Saturday, October 20, 2007

Drew Gilpin Faust, Harvard University’s first female president, was inaugurated Friday and offered a spirited defense of American higher education against demands that it quantify what it is teaching and focus primarily on training a global work force.-- New York Times, 10.13.07 (picture from NYTimes)

Okay, can I just say how much I LOVE THIS WOMAN! I am so impressed with her comments at her inauguration. Check out the New York Times interview and article for a summary, if you don't feel like reading the whole, beautifully written speech.
She is a new Shero for me, even if she is a private-school kind of woman (as opposed to my public school background and professional affiliations). Gilpin Faust supports education for the purposes of growth and development, not just for workforce preparedness, and access to education for all people.

--picture from the Boston Globe (click for story)

Drew Gilpin Faust just seems very real as well. I like her little-to-no-makeup style, her capability, and her strength. I know she grew up rich, but she also grew up outspoken, concerned about issues of race and racism, and interested in women's issues. I hope to meet her someday. With any luck, she will be as impressive in person as she is on paper.

Hurray for women in leadership positions!

Friday, October 19, 2007

Advising 2: How to love, but not REALLY love, your students

Highly Eccentric wrote in about my last post and asked me a question about the appropriate student-teacher relationship, saying:

the weird thing about our department here is that the usual undergrad/postgrad/ academic boundaries get eroded pretty quickly. Awesome Mentor takes a motherly interest in my life, to a certain extent... several of my teachers read my blog... some of us undergrads tag along to the departmental functions and end up off eating and drinking with our teachers. Which is great. I'd like to think i'm friends with some of them, including A.M.

[...] On the other hand, in the flurry of comments which have sprung up in the academic blogosphere since that First Person entry, it seems one of the common problems with supervision is students who are looking to be friends with their supervisors. I'd like to be friends with A.M. (althought that might not be feasible until i get over my hero-worshipping thing). Is that a bad way to start out on a thesis?

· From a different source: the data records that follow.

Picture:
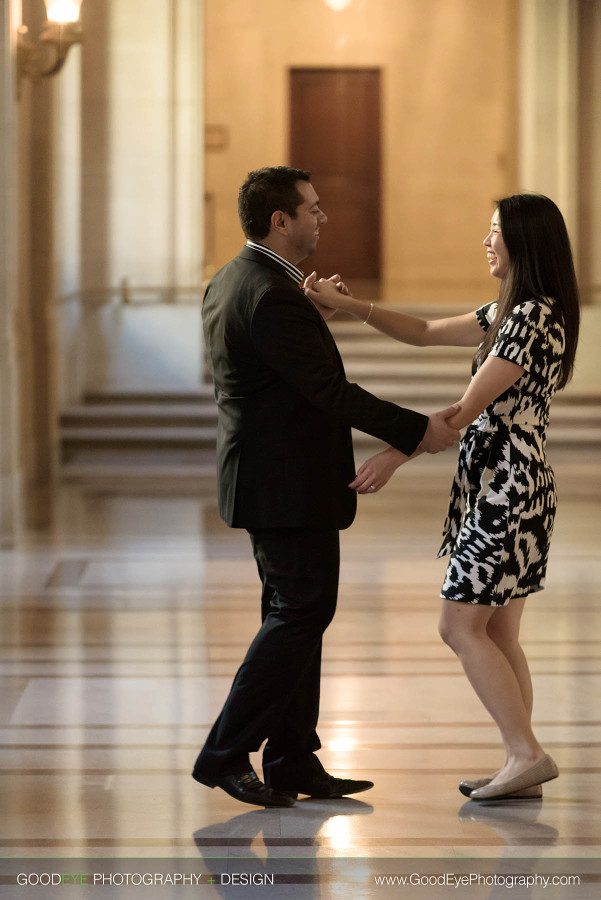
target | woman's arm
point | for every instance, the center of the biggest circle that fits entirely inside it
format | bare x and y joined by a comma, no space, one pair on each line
458,331
491,380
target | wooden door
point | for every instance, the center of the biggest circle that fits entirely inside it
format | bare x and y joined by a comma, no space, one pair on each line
335,133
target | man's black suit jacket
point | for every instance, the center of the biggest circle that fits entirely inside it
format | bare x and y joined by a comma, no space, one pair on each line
284,449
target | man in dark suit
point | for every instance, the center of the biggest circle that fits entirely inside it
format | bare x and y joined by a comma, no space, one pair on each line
285,460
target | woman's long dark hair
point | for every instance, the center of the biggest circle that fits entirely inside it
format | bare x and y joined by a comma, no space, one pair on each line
540,268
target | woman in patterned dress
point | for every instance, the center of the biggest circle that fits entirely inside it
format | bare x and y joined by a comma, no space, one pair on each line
503,497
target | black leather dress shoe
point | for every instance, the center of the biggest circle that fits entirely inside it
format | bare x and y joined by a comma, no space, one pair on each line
249,789
322,787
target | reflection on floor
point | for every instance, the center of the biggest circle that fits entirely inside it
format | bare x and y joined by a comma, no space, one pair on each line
123,625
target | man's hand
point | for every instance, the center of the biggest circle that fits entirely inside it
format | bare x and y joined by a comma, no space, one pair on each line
325,311
439,434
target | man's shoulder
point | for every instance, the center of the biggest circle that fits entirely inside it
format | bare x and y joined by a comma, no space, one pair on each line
251,272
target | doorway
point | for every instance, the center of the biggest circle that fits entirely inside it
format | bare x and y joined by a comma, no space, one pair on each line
335,133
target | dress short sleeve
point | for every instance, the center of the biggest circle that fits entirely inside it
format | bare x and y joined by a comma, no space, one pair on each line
486,315
522,334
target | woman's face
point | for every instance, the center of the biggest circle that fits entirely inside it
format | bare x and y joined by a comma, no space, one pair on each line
496,251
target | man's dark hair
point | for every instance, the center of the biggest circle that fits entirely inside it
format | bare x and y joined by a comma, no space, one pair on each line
265,191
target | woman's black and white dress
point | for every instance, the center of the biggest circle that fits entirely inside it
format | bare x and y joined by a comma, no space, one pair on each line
503,499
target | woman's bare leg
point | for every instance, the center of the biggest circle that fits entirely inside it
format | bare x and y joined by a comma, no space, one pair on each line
464,627
504,630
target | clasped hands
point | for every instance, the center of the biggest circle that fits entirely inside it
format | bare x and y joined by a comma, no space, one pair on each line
439,435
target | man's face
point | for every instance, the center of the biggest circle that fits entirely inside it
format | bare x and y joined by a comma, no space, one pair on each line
303,231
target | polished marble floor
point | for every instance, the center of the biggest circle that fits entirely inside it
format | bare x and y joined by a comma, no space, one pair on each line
123,624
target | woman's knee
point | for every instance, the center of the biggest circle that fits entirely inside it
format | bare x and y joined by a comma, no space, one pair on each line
459,627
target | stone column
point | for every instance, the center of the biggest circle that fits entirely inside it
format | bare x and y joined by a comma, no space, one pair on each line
9,465
548,104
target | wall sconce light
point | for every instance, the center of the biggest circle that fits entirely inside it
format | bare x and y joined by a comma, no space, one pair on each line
61,31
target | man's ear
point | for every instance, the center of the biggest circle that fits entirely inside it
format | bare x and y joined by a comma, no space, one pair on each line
279,221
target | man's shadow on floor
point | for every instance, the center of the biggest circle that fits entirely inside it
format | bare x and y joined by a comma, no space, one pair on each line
291,843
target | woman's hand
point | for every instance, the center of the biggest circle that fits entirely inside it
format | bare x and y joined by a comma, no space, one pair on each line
377,471
327,293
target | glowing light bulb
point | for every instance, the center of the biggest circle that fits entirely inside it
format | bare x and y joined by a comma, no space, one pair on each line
63,10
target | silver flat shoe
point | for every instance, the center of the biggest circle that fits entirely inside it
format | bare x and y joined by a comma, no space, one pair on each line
544,770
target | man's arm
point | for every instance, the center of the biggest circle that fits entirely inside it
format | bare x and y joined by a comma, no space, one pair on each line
288,337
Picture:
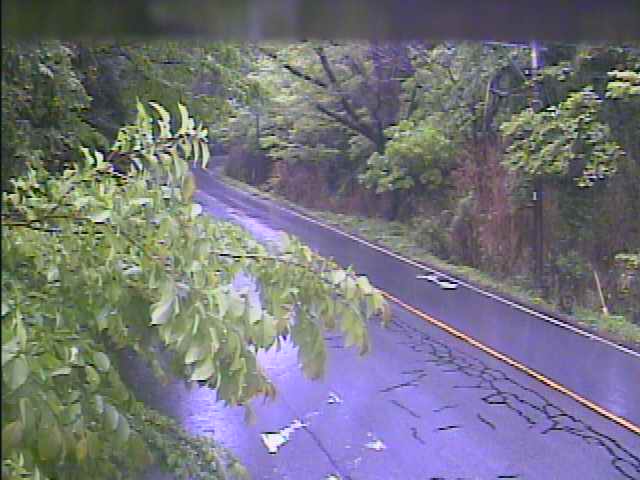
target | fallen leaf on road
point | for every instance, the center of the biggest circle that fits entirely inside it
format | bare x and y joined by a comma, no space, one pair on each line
333,398
376,445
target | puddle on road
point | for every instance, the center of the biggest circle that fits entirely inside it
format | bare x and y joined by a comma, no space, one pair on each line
275,440
375,444
333,398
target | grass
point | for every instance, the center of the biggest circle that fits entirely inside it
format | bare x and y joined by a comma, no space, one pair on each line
400,238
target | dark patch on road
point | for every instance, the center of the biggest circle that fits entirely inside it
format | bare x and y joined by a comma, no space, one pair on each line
407,384
445,407
416,435
499,390
405,408
487,422
447,427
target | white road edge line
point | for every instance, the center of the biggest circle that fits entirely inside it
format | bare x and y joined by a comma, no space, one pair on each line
517,306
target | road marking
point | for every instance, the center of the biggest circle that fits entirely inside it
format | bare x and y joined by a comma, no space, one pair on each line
472,341
421,266
519,366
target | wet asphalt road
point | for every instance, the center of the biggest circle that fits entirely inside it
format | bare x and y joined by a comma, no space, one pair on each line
422,404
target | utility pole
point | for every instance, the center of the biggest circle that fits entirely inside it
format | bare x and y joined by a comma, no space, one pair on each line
538,223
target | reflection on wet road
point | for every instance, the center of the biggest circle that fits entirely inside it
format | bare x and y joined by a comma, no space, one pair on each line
421,405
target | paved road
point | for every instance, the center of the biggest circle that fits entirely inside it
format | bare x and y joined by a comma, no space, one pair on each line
422,404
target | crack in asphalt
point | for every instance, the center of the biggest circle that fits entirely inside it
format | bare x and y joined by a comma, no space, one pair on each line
416,435
529,405
443,408
487,422
447,427
405,408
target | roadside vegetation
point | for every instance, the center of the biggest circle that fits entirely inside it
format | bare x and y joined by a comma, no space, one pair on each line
104,250
403,238
445,150
433,149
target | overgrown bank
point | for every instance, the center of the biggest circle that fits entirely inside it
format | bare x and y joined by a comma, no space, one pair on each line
403,238
468,152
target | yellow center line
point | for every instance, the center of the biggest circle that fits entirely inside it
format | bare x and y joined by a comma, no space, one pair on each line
470,340
519,366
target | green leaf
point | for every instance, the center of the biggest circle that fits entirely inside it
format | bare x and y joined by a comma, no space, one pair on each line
49,441
10,350
92,376
101,361
196,209
12,435
100,217
205,154
184,119
111,417
161,311
18,372
61,371
196,352
123,430
204,370
82,448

I may be the wrong person to ask about this, because I believe very strongly in the boundaries between student and instructor. I also think there is a vast difference between being friendly with students and being students' friends. I am certainly friendly with my students. I take an interest in their lives, their goals, their struggles, their learning, and their overall success. I make jokes with them and talk with them at school gatherings, parties, or when I am out to eat. But what my students would notice, if they really thought about it, is how little I share with them.

While I occasionally share tidbits about things that are affecting my life, like my goddaughter's hospitalization, I leave out a lot. They do not know about my relationship with my partner, who I like or don't like on faculty, my struggles to get pregnant and my decision to stop trying, my occasional forays into the job market, or my frustration with a recent article that I cannot get to work. I save these goodies for my friends, my peers, the people with whom I can and should be vulnerable. I may also flirt with my friends, get intoxicated with them, or say things I absolutely should not say publicly. I would not do these things with students.

(Okay, a caveat. I do share personal information if and only if I think the information will be useful to the student. I have told a student about my infertility when she was describing her own fertility struggles. That said, I tell it less in depth and less emotionally than I would with a friend, and I am not looking for support or help from my students.)

I draw these boundaries because I think students need to be protected and respected, and that the focus should be on them when I work with or talk to them. Students are in a vulnerable spot, and I am someone with power in their lives. I need to use my power responsibly. And as Highly says about her mentor, "I think she's the most fantastic thing since sliced bread,...And she seems to be unpertubed by my hero-worshipping at her feet, which is also good." That is not a peer friendship relationship in any way. While I have great respect and even occasional (platonic) crushes on my friends, I do not worship them in any way and we see one another's flaws and eccentricities in a more realistic light. The power balance is there, also, and that makes a huge difference.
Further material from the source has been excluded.